Les chasseurs ne souhaitent pas le loup comme gibier mais sont solidaires du monde de l'élevage ; déjà pour les souffrances humaines que génèrent les attaques du canidé mais aussi pour l'entretien d'espaces ouverts, favorables à la biodiversité sauvage des prairies, par ses différents cheptels. »

D'autres sujets concernant l'agriculture ?

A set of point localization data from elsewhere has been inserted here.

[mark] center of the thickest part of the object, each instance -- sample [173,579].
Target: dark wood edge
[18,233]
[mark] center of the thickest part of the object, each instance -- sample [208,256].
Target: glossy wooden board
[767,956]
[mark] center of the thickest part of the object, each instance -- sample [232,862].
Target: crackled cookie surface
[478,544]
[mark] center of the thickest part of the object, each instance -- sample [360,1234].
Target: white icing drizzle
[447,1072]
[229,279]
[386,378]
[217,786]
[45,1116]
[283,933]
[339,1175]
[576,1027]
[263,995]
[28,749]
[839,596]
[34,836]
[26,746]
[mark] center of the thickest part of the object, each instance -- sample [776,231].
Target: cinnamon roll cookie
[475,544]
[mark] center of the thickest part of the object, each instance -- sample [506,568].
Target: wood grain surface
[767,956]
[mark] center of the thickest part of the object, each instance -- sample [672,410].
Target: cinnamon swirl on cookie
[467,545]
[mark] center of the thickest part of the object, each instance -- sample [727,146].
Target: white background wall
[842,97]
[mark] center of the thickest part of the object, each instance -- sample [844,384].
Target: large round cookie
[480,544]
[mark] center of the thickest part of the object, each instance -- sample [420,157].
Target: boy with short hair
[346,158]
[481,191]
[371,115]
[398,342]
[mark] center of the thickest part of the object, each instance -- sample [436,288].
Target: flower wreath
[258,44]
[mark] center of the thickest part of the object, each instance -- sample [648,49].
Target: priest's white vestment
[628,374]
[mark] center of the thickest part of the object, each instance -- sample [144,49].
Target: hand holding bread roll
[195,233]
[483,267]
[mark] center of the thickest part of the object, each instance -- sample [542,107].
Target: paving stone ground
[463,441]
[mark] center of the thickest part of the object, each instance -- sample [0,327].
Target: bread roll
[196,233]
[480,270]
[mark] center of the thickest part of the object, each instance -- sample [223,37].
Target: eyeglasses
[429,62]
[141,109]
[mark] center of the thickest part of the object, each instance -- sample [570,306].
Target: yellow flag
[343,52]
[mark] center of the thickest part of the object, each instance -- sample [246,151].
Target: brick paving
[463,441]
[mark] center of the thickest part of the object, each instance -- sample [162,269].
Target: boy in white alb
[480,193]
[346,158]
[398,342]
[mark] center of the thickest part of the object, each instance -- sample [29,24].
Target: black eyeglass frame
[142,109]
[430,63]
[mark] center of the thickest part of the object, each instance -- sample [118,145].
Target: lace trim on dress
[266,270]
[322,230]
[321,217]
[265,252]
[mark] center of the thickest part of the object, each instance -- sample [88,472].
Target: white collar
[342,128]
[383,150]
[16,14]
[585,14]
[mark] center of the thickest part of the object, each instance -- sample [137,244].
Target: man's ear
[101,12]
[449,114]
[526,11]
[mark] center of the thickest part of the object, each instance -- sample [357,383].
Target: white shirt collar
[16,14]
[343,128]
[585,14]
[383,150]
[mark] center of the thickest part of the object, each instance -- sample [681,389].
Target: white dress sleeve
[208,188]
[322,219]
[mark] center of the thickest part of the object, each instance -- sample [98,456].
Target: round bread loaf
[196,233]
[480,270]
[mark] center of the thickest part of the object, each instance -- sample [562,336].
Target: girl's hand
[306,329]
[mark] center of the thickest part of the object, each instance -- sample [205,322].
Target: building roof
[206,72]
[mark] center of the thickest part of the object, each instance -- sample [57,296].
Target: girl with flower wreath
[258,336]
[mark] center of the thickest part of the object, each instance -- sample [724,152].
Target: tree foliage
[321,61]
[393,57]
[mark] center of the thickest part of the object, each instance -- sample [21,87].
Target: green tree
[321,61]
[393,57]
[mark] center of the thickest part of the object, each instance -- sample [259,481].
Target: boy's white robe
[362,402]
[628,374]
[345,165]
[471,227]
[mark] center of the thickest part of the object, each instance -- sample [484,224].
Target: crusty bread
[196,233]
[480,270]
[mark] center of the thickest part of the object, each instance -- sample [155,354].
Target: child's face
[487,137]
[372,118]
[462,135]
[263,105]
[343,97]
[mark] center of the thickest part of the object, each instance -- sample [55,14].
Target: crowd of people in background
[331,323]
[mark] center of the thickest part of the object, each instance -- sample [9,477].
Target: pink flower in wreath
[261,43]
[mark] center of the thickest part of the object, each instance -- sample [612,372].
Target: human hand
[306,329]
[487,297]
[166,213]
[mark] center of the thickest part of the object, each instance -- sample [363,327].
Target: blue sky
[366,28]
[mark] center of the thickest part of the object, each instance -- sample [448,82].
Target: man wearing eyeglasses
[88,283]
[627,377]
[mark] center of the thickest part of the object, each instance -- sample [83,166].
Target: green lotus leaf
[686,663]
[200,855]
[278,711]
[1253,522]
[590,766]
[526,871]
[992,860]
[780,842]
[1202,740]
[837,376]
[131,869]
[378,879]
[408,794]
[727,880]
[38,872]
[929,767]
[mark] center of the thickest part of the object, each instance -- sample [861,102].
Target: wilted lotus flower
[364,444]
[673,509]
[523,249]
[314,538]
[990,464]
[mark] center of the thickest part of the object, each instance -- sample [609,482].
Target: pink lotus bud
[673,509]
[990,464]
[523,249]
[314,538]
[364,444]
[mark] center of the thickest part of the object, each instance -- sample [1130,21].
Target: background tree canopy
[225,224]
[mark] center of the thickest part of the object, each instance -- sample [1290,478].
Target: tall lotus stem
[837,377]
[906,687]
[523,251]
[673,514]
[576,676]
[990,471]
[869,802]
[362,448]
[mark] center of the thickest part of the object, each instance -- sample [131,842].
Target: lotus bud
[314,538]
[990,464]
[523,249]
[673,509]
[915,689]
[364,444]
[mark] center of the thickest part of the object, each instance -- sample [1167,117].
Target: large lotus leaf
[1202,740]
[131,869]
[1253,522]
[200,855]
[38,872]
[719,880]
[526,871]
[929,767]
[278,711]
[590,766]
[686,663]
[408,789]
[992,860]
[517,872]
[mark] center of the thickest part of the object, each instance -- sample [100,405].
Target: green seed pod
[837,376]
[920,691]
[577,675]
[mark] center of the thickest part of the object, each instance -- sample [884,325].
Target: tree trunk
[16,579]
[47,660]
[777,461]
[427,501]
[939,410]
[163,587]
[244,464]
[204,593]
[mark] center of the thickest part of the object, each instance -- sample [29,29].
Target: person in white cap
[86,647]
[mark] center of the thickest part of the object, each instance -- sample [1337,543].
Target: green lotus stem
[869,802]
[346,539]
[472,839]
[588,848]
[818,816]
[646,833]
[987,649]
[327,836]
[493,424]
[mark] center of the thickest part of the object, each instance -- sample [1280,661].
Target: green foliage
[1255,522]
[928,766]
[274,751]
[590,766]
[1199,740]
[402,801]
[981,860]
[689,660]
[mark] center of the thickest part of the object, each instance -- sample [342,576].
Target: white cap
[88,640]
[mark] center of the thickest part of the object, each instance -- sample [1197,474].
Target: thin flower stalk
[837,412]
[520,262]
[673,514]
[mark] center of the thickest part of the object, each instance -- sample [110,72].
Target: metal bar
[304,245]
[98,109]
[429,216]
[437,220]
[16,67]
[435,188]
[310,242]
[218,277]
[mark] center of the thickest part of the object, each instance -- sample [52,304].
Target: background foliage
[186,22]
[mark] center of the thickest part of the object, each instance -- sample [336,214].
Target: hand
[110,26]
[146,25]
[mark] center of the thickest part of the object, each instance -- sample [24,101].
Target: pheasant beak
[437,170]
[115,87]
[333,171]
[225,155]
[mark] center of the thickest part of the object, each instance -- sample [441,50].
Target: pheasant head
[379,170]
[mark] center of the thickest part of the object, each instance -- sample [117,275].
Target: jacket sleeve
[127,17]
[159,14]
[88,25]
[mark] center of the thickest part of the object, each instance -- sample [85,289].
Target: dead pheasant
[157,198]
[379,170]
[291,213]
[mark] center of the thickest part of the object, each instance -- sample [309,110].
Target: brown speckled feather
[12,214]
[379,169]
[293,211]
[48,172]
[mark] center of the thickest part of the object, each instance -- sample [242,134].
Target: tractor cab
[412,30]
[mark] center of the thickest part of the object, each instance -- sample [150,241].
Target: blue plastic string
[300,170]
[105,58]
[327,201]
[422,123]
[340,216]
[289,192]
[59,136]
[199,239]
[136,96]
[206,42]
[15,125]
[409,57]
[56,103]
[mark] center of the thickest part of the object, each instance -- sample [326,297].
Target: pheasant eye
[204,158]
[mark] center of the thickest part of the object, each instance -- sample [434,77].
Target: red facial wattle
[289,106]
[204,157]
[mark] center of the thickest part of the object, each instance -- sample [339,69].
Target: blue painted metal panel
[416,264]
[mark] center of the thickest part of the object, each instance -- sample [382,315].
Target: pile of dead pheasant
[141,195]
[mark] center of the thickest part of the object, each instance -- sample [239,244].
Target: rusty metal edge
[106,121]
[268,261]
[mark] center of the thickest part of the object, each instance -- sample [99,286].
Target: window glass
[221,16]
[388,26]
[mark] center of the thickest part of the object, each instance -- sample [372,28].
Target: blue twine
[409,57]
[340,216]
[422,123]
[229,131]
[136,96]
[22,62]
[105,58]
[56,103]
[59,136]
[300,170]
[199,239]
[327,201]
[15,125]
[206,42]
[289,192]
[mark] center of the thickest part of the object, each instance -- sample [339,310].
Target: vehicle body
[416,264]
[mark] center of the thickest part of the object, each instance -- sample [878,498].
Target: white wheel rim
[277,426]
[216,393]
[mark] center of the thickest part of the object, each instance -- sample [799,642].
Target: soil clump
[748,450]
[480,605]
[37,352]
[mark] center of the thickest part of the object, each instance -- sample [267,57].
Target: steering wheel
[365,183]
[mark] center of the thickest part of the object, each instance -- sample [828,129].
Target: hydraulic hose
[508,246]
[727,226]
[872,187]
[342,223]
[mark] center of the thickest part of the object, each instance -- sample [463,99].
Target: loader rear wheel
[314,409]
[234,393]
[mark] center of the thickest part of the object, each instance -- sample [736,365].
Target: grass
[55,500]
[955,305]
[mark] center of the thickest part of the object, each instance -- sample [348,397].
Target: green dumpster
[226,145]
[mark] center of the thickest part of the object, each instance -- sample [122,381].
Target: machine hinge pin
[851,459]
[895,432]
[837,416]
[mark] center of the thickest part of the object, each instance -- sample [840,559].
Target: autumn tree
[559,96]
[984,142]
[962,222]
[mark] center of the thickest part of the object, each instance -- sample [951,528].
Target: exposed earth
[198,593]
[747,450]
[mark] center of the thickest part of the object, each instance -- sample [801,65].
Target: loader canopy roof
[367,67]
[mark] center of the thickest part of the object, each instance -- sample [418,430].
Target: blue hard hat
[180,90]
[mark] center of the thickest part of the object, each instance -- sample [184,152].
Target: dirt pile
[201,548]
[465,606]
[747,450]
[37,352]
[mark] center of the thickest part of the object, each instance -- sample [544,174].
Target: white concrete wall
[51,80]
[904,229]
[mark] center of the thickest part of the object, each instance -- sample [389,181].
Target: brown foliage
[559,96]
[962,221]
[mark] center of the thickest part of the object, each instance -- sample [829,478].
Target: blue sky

R. G. : « Oui, je voudrais dire que beaucoup de personnes, néo-ruraux ou pas, s'installant en agriculture ne connaissent pas l'organisation de la chasse drômoise. Nous voulons y remédier, faire connaître nos ressources et nos instances de dialogue ; c'est capital.
Je tiens aussi à expliquer pourquoi la FDC a soutenu l'ACCA de Léoncel à la manifestation contre la création de réserves de vie sauvage du 21 août à Crest. Ce n'est pas contre le ré-ensauvagement tel que le pratique l'Aspas(3) mais parce qu'elle déclare vouloir relâcher des sangliers et des cerfs élaphes du domaine de Valfanjouse. Je rappelle que l'indemnisation des dégâts de sangliers incombe aux chasses locales et à la FDC. Et, dans ce parc, le cerf est potentiellement un hybride. Si les grilles sont enlevées, se posera un problème de concentration d'espèces que l'on ne souhaite pas trop voir se développer. »

Propos recueillis par Annie Laurie

(1) ACCA : association communale de chasse agréée.
(2) Cipan : cultures intermédiaires pièges à nitrates.
(3) Aspas : association pour la protection des animaux sauvages.